SONY DSC皆さん、「キルト」というものを、ご存知ですか?
「キルト」というのは、二枚の布の間に、薄く広げた綿をはさんで、その三枚をしっかりと縫い合わせた布の作品です。その三枚を縫い合わせる作業のことをキルティングといって、出来上がった作品が「キルト」なのです。
現在、世界中でつくられているキルトは「パッチワーク・キルト」と呼ばれるもので、表側の布に、いろいろな美しいデザインがほどこされています。

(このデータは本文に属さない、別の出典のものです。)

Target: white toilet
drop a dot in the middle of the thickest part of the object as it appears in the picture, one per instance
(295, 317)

そのデザインには二種類あって、そのひとつが「ピースワーク・キルト」です。「ピースワーク・キルト」は、三角や四角にカットした布、もしくは自由にカットした布を幾何学模様に縫い合わせたものを、表側の生地として使っています。
もうひとつは「アップリケ・キルト」で、思いのままにデザインして切り取った布を縫いつけ、さまざまな自由な表現をした作品を、表側の布として使っています。

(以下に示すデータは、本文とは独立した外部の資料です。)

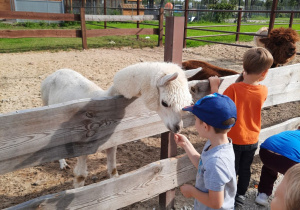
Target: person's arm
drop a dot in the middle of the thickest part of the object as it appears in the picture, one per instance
(190, 150)
(214, 84)
(212, 199)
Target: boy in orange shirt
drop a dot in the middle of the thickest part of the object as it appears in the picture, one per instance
(248, 96)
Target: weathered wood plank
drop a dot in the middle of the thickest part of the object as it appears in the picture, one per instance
(283, 85)
(135, 186)
(115, 193)
(120, 17)
(121, 32)
(39, 16)
(40, 33)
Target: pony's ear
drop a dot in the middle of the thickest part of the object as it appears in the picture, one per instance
(167, 78)
(192, 72)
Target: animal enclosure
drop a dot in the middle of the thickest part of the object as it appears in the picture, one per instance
(32, 137)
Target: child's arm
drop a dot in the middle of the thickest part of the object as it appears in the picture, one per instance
(212, 199)
(190, 150)
(214, 84)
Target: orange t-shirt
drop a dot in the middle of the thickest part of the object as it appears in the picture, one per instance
(249, 100)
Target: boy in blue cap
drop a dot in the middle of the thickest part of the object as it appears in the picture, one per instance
(215, 186)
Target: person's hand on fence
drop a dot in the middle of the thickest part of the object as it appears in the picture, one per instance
(180, 140)
(214, 82)
(187, 190)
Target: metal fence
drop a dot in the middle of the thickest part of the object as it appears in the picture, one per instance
(39, 6)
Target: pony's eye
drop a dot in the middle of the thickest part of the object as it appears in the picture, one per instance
(164, 104)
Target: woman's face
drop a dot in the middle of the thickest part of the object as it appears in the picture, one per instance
(278, 202)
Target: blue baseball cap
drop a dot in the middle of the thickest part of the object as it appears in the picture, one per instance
(214, 109)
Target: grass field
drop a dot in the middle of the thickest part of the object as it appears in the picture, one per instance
(55, 44)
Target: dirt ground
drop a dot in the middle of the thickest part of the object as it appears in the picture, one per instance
(20, 78)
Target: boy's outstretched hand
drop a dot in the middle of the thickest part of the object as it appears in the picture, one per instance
(187, 190)
(180, 139)
(214, 82)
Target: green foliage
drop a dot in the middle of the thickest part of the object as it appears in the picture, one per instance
(54, 44)
(221, 16)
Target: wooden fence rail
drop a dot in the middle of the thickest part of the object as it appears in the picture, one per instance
(35, 136)
(83, 32)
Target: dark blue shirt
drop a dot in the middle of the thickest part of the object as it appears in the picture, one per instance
(286, 143)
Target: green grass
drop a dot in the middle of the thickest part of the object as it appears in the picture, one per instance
(55, 44)
(229, 38)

もともとが、インドあたりで始まったものらしいのですが、まずはイギリス、ヨーロッパに広まり、そこからアメリカへの移民が始まり、その移住者たちが更に西部への開拓を始めたときに、キルトの歴史が大きく花開いたのです。その開拓時代の不便な暮らしの中で、寝具や敷物などとして日常に使われ、ときには渡し舟の料金の代わりとして使われたりして、アメリカで広く普及をしたらしいのです。
その後は、アメリカでの人々の暮らしの中にしっかりと定着し、さらに1960年ころからは、アートとしてたくさんの人がつくり始め、今では世界中に広まっています。ほんとうに暮らしの中で使われ、毎日の暮らしに密着した布の作品ですので、暖かさが感じられるのです。
日本でも数十年前の編みものに代わって、今ではご婦人たちの間でもっとも普及されている、布のアートとして愛されています。